The secretary and Navy Admiral Mike Mullen, chairman of the Joint Chiefs of Staff, spoke to reporters at the Pentagon on the results of defense efficiencies initiatives begun in May to trim support costs and ensure funding for military modernization.
The primary purpose of reducing senior rank structure is "to create fewer, flatter, more agile -- and thus, more effective -- organizations," Gates said.
In announcing the second set of initiatives in August, Gates said he would appoint a senior task force to assess the number of positions for general and flag officers and Senior Executive Service employees. As a result of that assessment, the department will eliminate more than 100 general officer and flag officer positions from the 900 it currently authorizes, the secretary said.
"Of those, 28 are billets that were created after 9/11, primarily for the wars in Iraq and Afghanistan," Gates said. "They will be reduced as appropriate, as major troop deployments wind down."
More than 80 other flag or general-officer positions spread among the services, the Defense Department and the combatant commands "will be eliminated or downgraded," Gates said.
Defense will also eliminate nearly 200 of the 1,400 civilian positions from the department's Senior Executive Service or equivalent positions, Gates said.
As the department prunes its senior ranks, it also will put a check on overall staff numbers by freezing the number of employees at current levels for the next three years, Gates said.
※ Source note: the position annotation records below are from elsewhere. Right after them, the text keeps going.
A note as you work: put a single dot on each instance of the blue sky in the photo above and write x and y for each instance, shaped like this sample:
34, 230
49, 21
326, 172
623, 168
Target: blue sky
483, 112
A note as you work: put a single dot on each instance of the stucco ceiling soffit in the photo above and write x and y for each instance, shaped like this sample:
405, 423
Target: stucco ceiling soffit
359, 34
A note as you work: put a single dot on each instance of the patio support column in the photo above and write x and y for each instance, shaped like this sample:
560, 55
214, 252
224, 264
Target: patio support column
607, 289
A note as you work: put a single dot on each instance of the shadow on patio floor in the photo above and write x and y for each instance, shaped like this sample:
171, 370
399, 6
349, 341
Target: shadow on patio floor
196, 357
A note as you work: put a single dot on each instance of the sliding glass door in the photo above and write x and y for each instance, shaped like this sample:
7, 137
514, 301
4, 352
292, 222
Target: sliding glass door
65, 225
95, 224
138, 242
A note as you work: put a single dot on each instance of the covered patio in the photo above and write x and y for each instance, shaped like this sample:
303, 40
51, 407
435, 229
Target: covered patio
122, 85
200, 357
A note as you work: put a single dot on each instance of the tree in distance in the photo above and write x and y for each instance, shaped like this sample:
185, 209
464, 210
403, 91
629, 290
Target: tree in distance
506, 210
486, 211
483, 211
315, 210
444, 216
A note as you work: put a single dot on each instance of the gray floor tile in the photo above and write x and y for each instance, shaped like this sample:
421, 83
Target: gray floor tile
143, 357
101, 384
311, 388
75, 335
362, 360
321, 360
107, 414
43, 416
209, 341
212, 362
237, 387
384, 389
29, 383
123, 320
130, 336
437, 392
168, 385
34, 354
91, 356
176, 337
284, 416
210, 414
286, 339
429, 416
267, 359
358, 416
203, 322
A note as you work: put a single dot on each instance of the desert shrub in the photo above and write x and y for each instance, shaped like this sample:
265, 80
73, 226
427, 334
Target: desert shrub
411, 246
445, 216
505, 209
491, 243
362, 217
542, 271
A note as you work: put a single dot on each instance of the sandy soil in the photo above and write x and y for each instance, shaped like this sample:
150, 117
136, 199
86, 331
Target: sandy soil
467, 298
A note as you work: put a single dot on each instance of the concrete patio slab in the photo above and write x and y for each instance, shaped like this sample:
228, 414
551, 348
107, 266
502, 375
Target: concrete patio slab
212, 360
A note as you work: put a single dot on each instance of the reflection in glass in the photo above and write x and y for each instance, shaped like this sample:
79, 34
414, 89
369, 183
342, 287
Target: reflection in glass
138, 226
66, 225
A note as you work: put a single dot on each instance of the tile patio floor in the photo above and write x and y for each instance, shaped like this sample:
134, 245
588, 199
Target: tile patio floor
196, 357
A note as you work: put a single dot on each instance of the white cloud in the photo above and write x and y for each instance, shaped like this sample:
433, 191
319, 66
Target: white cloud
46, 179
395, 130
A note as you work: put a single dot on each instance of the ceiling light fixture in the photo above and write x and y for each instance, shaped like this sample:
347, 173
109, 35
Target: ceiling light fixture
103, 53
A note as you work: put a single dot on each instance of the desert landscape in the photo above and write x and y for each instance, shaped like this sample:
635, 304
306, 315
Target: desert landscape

"Since the beginning of this fiscal year, which began October 1, we've been operating under a freeze in the number of positions, with very limited exceptions … within the Office of the Secretary of Defense, the defense agencies and field activities and the combatant commands," the secretary said.
Gates said he instructed those organizations to "conduct a clean-sheet review" to rebalance resources, staff and functions within and across their components to reflect the department's most pressing priorities.
"The resulting review produced a number of opportunities to trim the size of the work force, yielding more than $4 billion in savings over the next five years," he said. "I will recommend to the president that we hold to these limits in overall DOD staff levels for the next three years."
While new requirements may emerge that require further staff support, the secretary said, those needs should be met by shifting personnel from other, less important activities within the organization.